Hold Back the Dawn (1941)

Directed by Mitchell Leisen. Starring Charles Boyer, Olivia de Havilland, Paulette Goddard, Walter Abel, Victor Francen, Rosemary DeCamp, Curt Bois, Eva Puig, Nestor Paiva, Eric Feldary.

Stuck in a Mexican border town waiting for entry into the U.S., Romanian immigrant Boyer decides to expedite the process by charming a visiting American schoolteacher (De Havilland) and marrying her, but before he has the chance to cross into the States, a dubious immigration agent (Abel) comes sniffing around. Overlong melodrama sets up roost in the dignified class, but it’s slow to start and suffers from structural issues that put the spotlight on some scarcely credible plot turns.
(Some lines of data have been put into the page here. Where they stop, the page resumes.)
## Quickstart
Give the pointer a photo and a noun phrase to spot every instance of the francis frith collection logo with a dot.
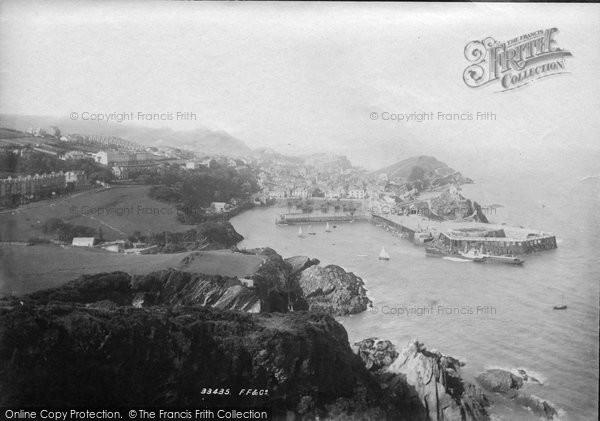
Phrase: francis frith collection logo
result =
(516, 62)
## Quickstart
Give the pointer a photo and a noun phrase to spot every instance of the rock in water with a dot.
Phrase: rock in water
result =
(376, 354)
(502, 381)
(299, 263)
(332, 290)
(431, 381)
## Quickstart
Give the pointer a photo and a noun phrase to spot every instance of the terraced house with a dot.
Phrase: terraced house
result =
(22, 189)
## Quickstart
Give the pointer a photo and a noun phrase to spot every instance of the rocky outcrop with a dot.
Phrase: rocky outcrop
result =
(217, 235)
(510, 385)
(501, 381)
(299, 263)
(427, 382)
(375, 353)
(68, 354)
(332, 290)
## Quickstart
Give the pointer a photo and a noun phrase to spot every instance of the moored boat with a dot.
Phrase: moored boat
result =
(383, 254)
(473, 255)
(510, 260)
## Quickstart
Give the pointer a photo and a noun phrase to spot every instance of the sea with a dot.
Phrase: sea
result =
(486, 315)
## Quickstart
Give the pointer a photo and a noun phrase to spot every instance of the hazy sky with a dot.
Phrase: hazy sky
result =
(303, 77)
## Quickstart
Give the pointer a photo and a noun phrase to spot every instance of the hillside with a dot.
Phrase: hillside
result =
(201, 140)
(401, 170)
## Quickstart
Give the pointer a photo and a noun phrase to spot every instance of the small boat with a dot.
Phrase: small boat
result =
(472, 255)
(383, 254)
(511, 260)
(561, 306)
(435, 252)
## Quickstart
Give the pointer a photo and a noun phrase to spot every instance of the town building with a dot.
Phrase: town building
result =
(83, 241)
(31, 187)
(356, 193)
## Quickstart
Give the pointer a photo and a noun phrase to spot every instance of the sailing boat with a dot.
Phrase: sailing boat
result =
(383, 254)
(561, 306)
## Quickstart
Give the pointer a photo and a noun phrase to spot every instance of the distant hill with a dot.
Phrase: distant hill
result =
(201, 140)
(271, 155)
(401, 170)
(327, 159)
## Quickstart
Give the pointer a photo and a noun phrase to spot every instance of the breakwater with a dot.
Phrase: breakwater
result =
(300, 218)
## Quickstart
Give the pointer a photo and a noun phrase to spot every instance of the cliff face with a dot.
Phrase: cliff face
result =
(427, 382)
(332, 290)
(163, 288)
(68, 354)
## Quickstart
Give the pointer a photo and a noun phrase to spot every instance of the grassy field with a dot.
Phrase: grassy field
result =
(119, 211)
(27, 269)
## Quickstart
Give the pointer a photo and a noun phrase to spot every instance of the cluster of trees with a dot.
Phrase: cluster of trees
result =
(66, 231)
(193, 191)
(33, 162)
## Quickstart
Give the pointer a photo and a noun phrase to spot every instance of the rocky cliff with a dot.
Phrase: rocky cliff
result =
(332, 290)
(163, 288)
(426, 382)
(518, 387)
(71, 354)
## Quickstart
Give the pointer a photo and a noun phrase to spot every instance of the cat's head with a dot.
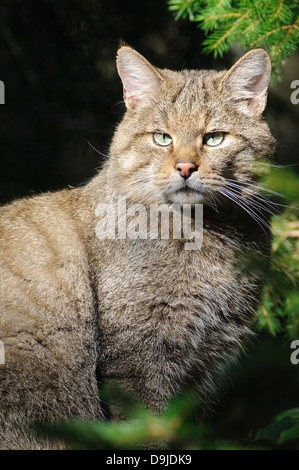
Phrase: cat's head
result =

Minor production values and flat photography don’t help either, but screenwriters Billy Wilder and Charles Brackett took issue on different grounds than meager attention to aesthetic; they scripted a scene where Boyer would be having a “conversation” with a hotel cockroach, but Boyer refused to do it and the producers backed him (after that, Wilder started directing his own movies). Though Goddard flounders in a supporting role as a jealous co-conspirator, Boyer and De Havilland are tender and finespun. Director Leisen plays the onscreen Hollywood director to whom Boyer tells his story.